What made it worse in retrospect was finding out that he’d been abusive to my mum – emotionally, if not physically. I’d heard them arguing, and by ‘arguing’ I mean yelling at each other and him making her cry. My dad had never done that. I won’t go into detail about the things he said, out of respect for Mum’s privacy, but one of the reasons why she is an alcoholic is because of him. At least he wasn’t abusive to me, thank G-d, but Mum and Jack are my flesh and blood, and if you hurt them, you hurt me too.
Secondly, I am an Everton supporter myself, but reading the interview with Kevin Pressman, I began to see parallels between his relationship with Sheffield Wednesday, and my relationship with my ex-stepfather. Pressman loved Wednesday to pieces, gave his all for the club (especially in Steel City derbies), and stayed with them through the good times and the bad, even after they were relegated, even when he was dropped in favour of Chris Woods, and they eventually cast him aside like a piece of trash, never even giving him a chance to say a proper goodbye (compare to how Everton treated Tim Howard in 2016). While I was upset about my mum remarrying at first, I genuinely wanted to make a go of things. I wanted everyone to get along and I really wanted my ex-stepdad to love me. I wanted to win his respect and since Jack was the ‘bad’ child, I felt I had to be the ‘good’ child. Sometimes I felt like I wasn’t good enough. Like Pressman, I felt like I’d been kicked in the teeth when my ex-stepdad – like the powers that be at Sheffield Wednesday – stopped caring. Sometimes I even wonder if he resented the fact Mum had children. And like Sheffield Wednesday in the 00s, my blended family began to show cracks. Pressman wanted to get Wednesday back into the Premiership, and I wanted a normal family, but my parents grew further apart and split, living separate lives under the same roof, then in separate houses, then officially divorcing in 2008. I may not be a goalie (back when I played football, I was more of a defensive midfielder), but I understand the pain of being loyal, or trying to be loyal, to someone, only for them to gradually erase you from their life.

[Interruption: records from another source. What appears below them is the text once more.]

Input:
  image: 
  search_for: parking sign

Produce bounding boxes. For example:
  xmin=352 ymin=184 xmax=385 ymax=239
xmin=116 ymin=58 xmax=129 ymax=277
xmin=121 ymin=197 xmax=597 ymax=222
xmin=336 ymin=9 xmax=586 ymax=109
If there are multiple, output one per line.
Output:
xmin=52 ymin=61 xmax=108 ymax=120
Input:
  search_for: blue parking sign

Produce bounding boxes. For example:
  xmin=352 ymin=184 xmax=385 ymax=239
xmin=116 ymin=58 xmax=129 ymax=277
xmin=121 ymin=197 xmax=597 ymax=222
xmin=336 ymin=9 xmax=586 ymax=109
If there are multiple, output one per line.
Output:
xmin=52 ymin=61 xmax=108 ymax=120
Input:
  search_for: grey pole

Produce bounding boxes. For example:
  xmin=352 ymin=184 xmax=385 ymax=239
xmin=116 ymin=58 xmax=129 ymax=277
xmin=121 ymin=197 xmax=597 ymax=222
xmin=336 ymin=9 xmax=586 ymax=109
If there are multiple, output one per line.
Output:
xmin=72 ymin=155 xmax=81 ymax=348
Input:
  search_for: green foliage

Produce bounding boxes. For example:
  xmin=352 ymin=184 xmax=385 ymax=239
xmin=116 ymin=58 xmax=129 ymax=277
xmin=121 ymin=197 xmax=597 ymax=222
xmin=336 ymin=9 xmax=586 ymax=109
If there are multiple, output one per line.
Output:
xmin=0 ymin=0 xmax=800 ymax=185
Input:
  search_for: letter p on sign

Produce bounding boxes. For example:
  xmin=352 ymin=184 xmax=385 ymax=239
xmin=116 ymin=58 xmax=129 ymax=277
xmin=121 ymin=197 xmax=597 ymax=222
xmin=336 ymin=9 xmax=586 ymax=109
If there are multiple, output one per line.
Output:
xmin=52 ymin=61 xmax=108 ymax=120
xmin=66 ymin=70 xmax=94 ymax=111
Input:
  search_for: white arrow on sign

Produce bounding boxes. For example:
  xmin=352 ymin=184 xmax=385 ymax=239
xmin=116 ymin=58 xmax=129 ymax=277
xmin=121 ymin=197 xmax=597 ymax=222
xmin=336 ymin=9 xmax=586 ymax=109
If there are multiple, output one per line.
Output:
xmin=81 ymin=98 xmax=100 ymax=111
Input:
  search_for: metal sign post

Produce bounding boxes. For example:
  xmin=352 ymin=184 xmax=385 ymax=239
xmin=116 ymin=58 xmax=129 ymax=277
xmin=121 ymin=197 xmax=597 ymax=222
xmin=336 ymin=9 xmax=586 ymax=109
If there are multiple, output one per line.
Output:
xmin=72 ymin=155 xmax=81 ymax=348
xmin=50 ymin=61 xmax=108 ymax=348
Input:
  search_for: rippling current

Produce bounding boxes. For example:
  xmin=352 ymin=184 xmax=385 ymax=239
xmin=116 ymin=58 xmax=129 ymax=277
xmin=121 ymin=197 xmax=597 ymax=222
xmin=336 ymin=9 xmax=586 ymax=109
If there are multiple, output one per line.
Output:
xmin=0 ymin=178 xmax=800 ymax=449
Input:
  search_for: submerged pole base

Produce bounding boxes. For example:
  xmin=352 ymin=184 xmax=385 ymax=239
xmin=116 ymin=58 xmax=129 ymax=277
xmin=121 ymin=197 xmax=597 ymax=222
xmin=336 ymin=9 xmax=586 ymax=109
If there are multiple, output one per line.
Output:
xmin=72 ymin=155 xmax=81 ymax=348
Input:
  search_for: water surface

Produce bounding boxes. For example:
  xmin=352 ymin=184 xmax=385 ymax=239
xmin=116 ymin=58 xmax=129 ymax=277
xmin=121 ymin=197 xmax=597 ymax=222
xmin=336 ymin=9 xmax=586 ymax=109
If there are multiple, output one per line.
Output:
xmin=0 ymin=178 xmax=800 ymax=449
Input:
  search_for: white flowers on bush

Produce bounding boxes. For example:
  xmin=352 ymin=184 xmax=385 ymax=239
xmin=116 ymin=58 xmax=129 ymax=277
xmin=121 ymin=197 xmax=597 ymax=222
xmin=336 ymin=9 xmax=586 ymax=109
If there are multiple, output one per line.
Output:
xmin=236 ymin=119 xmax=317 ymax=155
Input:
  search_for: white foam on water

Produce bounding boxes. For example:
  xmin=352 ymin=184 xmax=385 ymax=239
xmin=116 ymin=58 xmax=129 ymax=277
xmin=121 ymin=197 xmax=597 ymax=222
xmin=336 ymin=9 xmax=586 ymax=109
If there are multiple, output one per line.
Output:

One day, I had a dream about Sheffield Wednesday, and a line about ‘watching Kevin Pressman’ got stuck in my head, and gradually I came up with more and more lines and wove them into a song, the song I’d been meaning to write for years. Music has been one of my coping mechanisms, and writing that song was a huge release for me – I still listen to it when I need a kick up the arse. I’m going to end this post with the final line:
I’d rather be at Hillsborough watching Kevin Pressman / Than spend another life with you.